An International aid agency is calling for the World Bank to abandon old trade policies that it says harm the developing world. The British-based Christian Aid says developing country governments must have more power to regulate their own economies.

Christian Aid says the global financial crisis has shown world leaders need to rethink trade policies in the developing world.

In a report released in London, the group says for decades donor governments, the World Bank, and the International Monetary Fund have forced free-market trade agreements on developing countries. But the report says liberalization, privatization, and deregulation are not always suited to developing economies.

Report author Matthew Coghlan says a new balance must be found between the market and the state. 

"The investment climate approach is based on the idea that foreign direct investment in particular can stimulate economic activity and trickle down to development and our concern with that approach and with the policy prescriptions that accompany it is that it focuses too much on market-based solutions," said Goghlan.

Coghlan says developing country governments must have the right to choose policies and introduce regulations that work best for their country. He says the private sector can play a major role in ending poverty around the world. But it must be regulated to ensure that markets function fairly.

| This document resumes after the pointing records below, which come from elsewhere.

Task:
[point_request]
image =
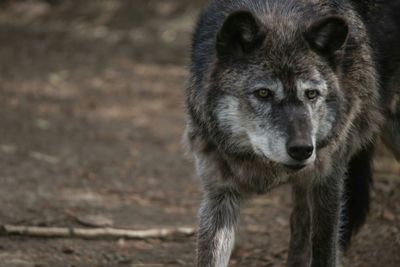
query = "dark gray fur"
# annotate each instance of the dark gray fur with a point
(281, 40)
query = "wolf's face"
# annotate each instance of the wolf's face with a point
(278, 88)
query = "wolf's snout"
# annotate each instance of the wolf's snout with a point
(300, 150)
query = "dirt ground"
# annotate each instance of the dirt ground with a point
(91, 118)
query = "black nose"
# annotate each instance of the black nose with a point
(300, 151)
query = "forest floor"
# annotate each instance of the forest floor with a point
(91, 120)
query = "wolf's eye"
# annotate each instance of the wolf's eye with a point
(312, 94)
(263, 93)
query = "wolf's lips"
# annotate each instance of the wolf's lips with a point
(295, 167)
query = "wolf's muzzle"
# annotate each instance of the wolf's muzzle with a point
(299, 149)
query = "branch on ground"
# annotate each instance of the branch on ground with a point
(94, 233)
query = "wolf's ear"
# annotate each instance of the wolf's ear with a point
(327, 35)
(238, 34)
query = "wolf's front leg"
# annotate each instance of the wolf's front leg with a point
(300, 227)
(326, 202)
(218, 216)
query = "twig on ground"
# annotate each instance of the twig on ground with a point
(93, 233)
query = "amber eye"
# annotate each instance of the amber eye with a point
(312, 94)
(264, 93)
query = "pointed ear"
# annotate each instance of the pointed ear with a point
(327, 35)
(238, 34)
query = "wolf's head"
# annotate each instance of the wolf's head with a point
(277, 85)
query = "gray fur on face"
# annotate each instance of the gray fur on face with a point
(240, 141)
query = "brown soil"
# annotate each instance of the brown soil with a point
(91, 118)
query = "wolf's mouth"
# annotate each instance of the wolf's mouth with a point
(295, 167)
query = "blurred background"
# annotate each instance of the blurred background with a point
(91, 120)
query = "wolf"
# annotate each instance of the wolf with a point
(298, 92)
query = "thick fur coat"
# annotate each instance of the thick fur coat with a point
(285, 91)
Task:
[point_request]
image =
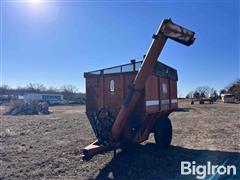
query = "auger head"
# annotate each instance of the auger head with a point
(177, 33)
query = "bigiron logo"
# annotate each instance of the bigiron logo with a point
(202, 171)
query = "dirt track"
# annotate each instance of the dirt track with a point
(50, 146)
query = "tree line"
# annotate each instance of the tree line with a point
(69, 92)
(206, 91)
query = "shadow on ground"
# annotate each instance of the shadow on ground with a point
(182, 110)
(148, 162)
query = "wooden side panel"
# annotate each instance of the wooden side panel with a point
(93, 94)
(152, 94)
(174, 102)
(113, 93)
(164, 94)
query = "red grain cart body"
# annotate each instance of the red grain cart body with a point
(126, 103)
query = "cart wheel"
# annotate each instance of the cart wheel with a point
(163, 132)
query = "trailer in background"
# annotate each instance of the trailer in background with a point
(51, 99)
(227, 98)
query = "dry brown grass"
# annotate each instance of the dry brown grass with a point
(50, 146)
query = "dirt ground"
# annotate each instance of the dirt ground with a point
(50, 146)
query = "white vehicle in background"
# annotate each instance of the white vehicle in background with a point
(227, 98)
(51, 99)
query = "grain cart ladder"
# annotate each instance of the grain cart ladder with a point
(166, 30)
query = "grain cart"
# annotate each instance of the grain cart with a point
(126, 103)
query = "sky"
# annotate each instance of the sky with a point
(55, 42)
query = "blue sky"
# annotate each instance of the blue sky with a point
(53, 43)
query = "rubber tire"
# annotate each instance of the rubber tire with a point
(163, 132)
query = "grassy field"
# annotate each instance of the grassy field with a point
(50, 146)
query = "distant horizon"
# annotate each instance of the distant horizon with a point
(53, 43)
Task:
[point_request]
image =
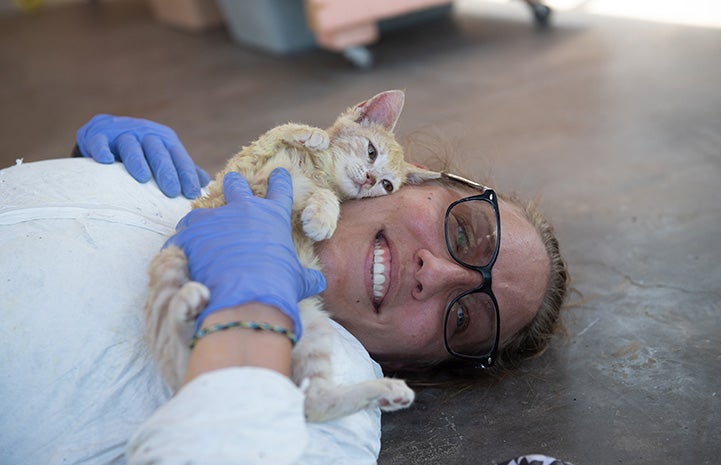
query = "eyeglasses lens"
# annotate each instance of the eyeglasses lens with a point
(471, 325)
(472, 232)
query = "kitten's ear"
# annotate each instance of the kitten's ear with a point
(416, 174)
(383, 109)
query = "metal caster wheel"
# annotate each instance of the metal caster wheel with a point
(361, 57)
(541, 14)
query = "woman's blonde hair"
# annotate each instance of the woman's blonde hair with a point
(533, 339)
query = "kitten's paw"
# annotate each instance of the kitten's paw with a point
(311, 138)
(395, 395)
(190, 300)
(320, 216)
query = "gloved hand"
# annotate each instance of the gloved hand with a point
(243, 251)
(142, 146)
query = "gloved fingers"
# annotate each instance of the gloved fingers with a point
(280, 188)
(314, 283)
(98, 148)
(187, 174)
(131, 154)
(236, 188)
(161, 165)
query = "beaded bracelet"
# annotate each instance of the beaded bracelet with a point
(243, 324)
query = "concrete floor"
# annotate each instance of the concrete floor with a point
(615, 123)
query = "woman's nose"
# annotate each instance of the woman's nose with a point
(436, 274)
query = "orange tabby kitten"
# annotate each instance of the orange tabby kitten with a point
(356, 157)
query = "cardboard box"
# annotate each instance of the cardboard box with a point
(188, 15)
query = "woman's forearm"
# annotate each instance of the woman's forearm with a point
(238, 347)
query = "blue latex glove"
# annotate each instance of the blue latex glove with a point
(243, 251)
(143, 146)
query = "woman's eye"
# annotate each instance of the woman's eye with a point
(372, 152)
(462, 319)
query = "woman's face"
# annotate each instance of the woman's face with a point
(405, 323)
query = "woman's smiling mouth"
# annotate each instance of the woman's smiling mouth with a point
(380, 271)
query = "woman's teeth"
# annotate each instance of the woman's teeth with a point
(379, 277)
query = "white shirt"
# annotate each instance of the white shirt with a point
(77, 378)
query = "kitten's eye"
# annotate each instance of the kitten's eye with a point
(372, 152)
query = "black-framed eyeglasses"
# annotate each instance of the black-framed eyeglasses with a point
(472, 225)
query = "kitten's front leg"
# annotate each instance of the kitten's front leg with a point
(325, 401)
(172, 305)
(320, 215)
(308, 137)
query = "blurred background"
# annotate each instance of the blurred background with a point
(608, 112)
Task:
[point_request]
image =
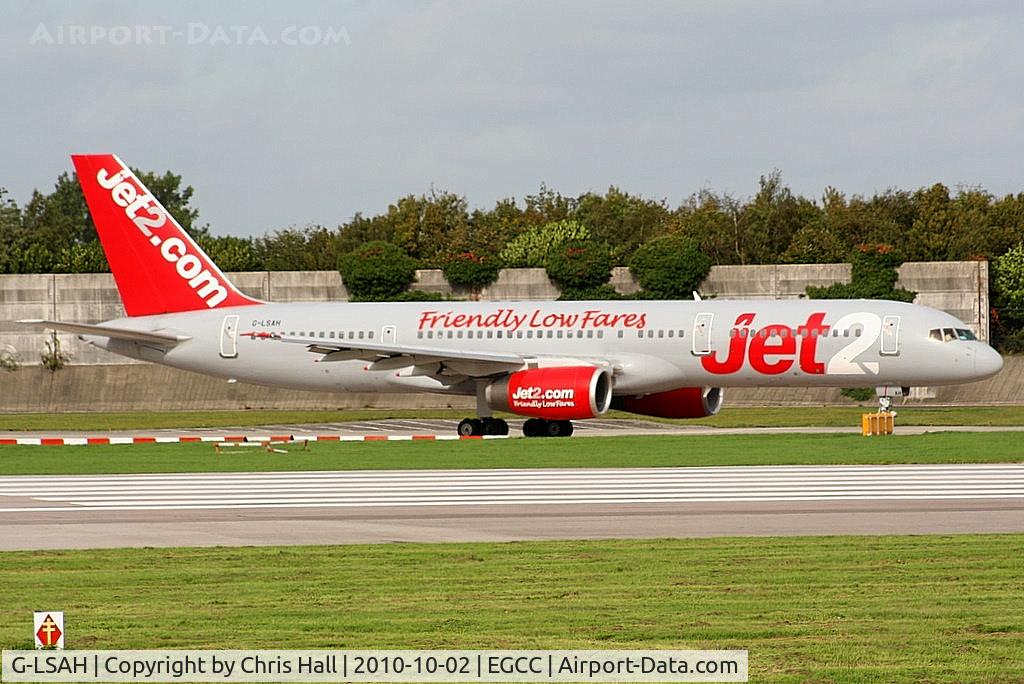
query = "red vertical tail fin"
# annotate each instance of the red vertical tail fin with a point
(158, 267)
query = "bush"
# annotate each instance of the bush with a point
(472, 270)
(872, 276)
(670, 267)
(416, 296)
(531, 248)
(580, 265)
(377, 271)
(591, 294)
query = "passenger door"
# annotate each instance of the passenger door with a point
(890, 336)
(701, 334)
(228, 334)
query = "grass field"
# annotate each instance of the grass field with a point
(604, 452)
(771, 417)
(849, 609)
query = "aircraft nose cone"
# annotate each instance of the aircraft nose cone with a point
(987, 361)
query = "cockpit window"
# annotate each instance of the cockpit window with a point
(950, 334)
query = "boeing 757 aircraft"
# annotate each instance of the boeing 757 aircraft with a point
(551, 361)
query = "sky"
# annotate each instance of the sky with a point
(305, 113)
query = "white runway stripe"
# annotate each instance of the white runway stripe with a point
(509, 486)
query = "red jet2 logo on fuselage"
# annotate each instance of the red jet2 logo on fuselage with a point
(772, 349)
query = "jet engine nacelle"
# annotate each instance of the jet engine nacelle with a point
(555, 393)
(682, 402)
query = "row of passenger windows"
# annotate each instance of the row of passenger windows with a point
(330, 335)
(950, 334)
(501, 334)
(800, 332)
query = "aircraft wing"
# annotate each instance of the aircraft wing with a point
(159, 338)
(385, 356)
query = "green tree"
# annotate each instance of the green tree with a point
(872, 275)
(377, 271)
(472, 270)
(623, 219)
(580, 267)
(531, 248)
(670, 267)
(1007, 280)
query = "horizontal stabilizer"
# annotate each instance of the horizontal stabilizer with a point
(163, 339)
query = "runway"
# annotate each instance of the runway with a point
(400, 429)
(339, 507)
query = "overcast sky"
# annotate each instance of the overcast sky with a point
(489, 99)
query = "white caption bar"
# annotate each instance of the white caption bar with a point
(375, 666)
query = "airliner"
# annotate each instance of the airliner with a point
(551, 361)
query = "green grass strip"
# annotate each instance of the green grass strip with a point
(730, 417)
(844, 609)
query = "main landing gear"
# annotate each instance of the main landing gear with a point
(539, 427)
(477, 427)
(535, 427)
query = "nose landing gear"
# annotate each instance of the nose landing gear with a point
(477, 427)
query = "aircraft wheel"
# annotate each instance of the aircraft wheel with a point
(534, 427)
(470, 427)
(554, 428)
(495, 426)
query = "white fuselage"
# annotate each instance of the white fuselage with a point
(651, 346)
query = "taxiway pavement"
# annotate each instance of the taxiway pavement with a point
(344, 507)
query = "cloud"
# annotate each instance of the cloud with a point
(492, 99)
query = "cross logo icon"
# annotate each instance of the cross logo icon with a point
(48, 633)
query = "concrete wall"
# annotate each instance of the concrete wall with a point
(141, 386)
(960, 288)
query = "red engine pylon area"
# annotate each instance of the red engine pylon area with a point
(682, 402)
(557, 393)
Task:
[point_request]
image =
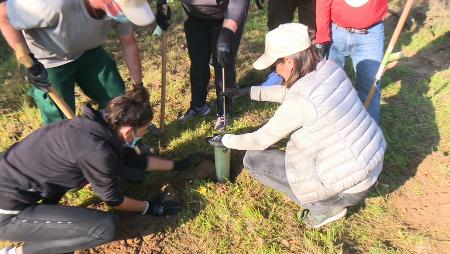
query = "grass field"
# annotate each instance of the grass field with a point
(243, 216)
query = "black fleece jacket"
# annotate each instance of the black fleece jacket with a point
(60, 157)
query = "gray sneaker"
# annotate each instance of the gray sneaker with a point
(195, 111)
(221, 122)
(317, 221)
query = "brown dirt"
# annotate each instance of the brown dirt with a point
(423, 202)
(145, 234)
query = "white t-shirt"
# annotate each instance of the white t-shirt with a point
(60, 31)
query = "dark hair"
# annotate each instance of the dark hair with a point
(305, 62)
(132, 109)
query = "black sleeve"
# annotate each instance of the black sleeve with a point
(100, 168)
(236, 10)
(132, 159)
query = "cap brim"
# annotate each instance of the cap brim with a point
(141, 15)
(264, 61)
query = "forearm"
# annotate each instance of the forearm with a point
(131, 205)
(230, 24)
(158, 164)
(11, 35)
(268, 93)
(130, 52)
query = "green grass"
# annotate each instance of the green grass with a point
(243, 216)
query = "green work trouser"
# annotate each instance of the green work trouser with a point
(95, 72)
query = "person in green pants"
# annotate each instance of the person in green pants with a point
(65, 41)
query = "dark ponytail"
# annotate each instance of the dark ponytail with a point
(132, 109)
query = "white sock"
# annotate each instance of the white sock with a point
(8, 250)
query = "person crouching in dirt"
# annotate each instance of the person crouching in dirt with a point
(336, 149)
(66, 155)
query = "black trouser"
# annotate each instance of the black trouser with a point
(50, 229)
(201, 38)
(282, 11)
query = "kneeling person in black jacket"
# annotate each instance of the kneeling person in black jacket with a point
(67, 155)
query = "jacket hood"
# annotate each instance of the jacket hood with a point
(93, 122)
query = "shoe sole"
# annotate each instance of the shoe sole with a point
(331, 219)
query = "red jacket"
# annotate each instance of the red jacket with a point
(344, 15)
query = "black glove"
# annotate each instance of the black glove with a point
(37, 75)
(215, 141)
(163, 14)
(243, 91)
(323, 50)
(224, 46)
(162, 206)
(183, 164)
(259, 4)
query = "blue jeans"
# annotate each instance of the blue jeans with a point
(366, 52)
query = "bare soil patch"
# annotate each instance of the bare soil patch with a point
(424, 201)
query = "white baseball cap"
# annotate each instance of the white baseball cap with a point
(356, 3)
(137, 11)
(285, 40)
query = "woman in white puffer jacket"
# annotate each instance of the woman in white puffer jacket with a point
(336, 149)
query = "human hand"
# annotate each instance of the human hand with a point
(224, 47)
(37, 75)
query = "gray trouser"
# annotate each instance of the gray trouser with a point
(268, 168)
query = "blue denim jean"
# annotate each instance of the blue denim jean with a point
(268, 167)
(366, 52)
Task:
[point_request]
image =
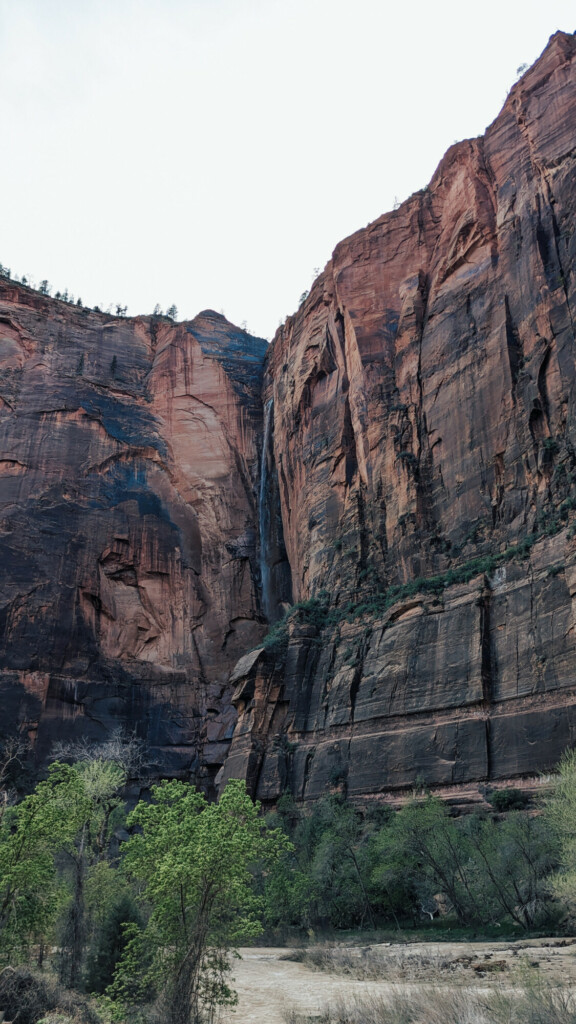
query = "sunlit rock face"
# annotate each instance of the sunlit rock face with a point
(128, 544)
(423, 426)
(401, 462)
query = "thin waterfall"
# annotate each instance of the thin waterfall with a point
(264, 511)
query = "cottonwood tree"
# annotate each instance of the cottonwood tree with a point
(194, 859)
(31, 834)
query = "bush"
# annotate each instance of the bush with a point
(508, 800)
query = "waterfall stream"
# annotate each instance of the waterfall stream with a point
(264, 512)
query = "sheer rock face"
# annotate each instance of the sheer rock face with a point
(127, 524)
(406, 470)
(423, 417)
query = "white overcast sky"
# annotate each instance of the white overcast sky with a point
(211, 153)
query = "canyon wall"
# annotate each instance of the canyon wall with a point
(425, 450)
(128, 526)
(391, 486)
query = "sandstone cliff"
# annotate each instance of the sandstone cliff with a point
(424, 445)
(128, 543)
(401, 463)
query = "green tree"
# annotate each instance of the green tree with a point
(194, 859)
(100, 782)
(561, 817)
(31, 834)
(437, 854)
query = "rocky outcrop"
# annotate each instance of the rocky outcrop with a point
(128, 544)
(424, 442)
(401, 464)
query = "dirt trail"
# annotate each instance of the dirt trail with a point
(268, 984)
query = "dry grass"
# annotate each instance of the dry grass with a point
(28, 997)
(533, 1003)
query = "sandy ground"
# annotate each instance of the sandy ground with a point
(268, 984)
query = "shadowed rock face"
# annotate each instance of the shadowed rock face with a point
(402, 464)
(127, 524)
(424, 430)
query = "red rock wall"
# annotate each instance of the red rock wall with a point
(418, 496)
(130, 453)
(423, 401)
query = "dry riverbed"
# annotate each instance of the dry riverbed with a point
(269, 983)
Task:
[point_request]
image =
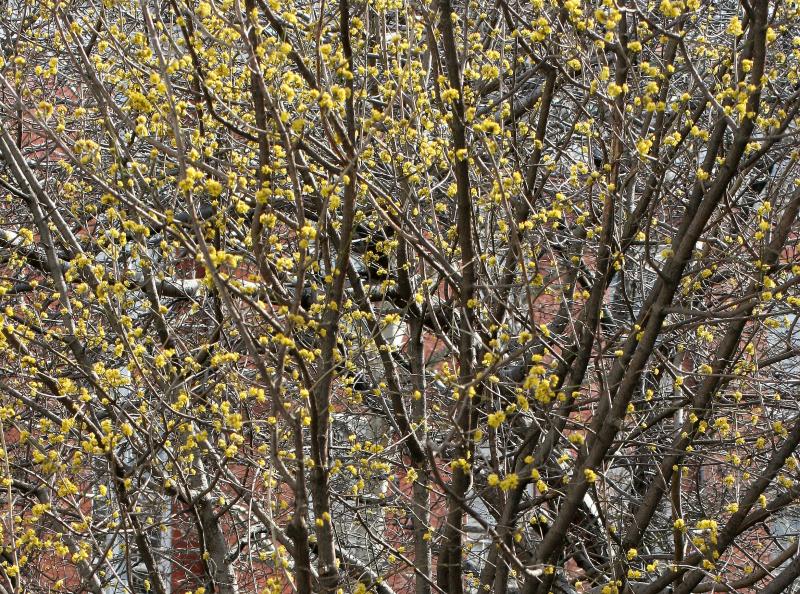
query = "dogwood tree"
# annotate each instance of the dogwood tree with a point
(396, 296)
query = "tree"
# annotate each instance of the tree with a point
(393, 296)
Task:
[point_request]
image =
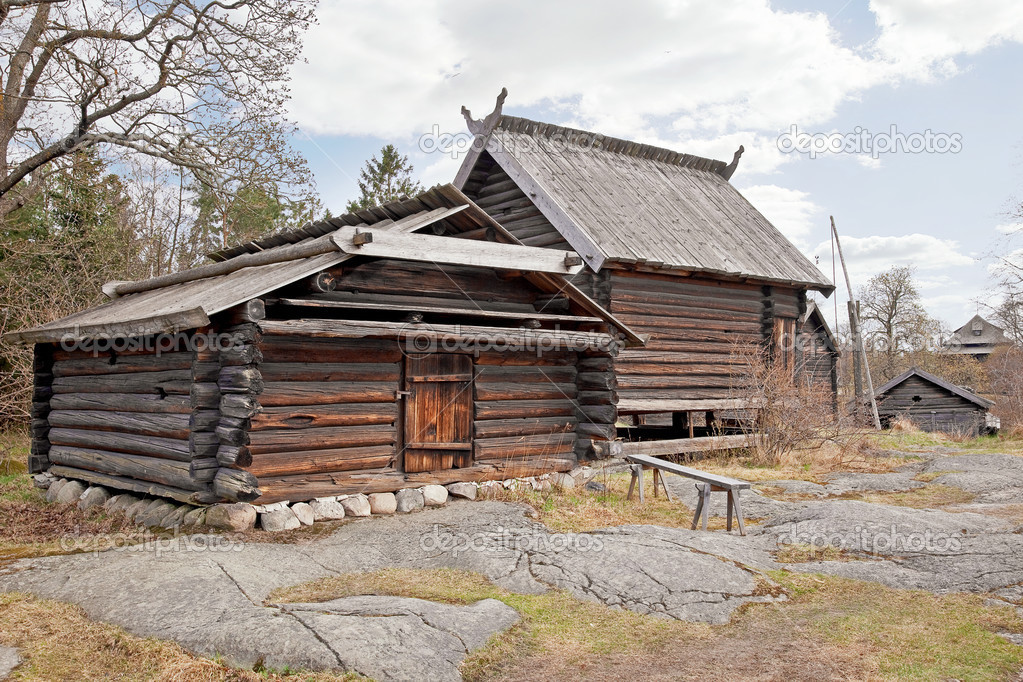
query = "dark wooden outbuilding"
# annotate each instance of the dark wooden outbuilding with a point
(672, 249)
(934, 405)
(367, 353)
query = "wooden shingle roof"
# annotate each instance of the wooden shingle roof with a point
(927, 376)
(164, 308)
(615, 200)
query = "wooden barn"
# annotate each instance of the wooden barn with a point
(817, 353)
(410, 344)
(978, 337)
(674, 252)
(934, 405)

"What we are interested in seeing in the future is private sector development strategies that include the poor, but also protect them," he said. "We think that corporate accountability needs to move beyond corporate social responsibility and voluntarism."

There are lessons to be learned from the global financial crisis, says Rodrigo Delgado Aguilera, from the London-based research group Chatham House.

He says the crisis has shown that the free market can leave developing economies especially weak during a financial downturn.

"Globalization has made the world more vulnerable," said Aguilera. "And unless you adequately provision yourself against shocks then [I am] not so sure that the fastest growth is going to be worth the extra crises."

He says world leaders have realized that governments must have a role in the economy and that not everything should be left to the market.

"There is still a strong push towards free-market open-economies, but there is also greater questioning on what are the adverse affects of having these policies," added Aguilera.

Aguilera says changes need to be made, but may not come easily. New trade agreements can take a long time to develop, and it is unclear how best they should be shaped.

Aguilera says giving more power to governments in some developing countries can be problematic.

"In most cases in these countries governments may be excessively corrupt, may already have personal interests at stake," he said. "So it is really difficult to define the line of how far governments should have a role in these processes."

Leaders from the Group of 20 nations met in United States last week for talks on the financial crisis and economic recovery. Policymakers agreed to give emerging countries a greater say at the International Monetary Fund and the World Bank, recognizing their rising influence in the global economy.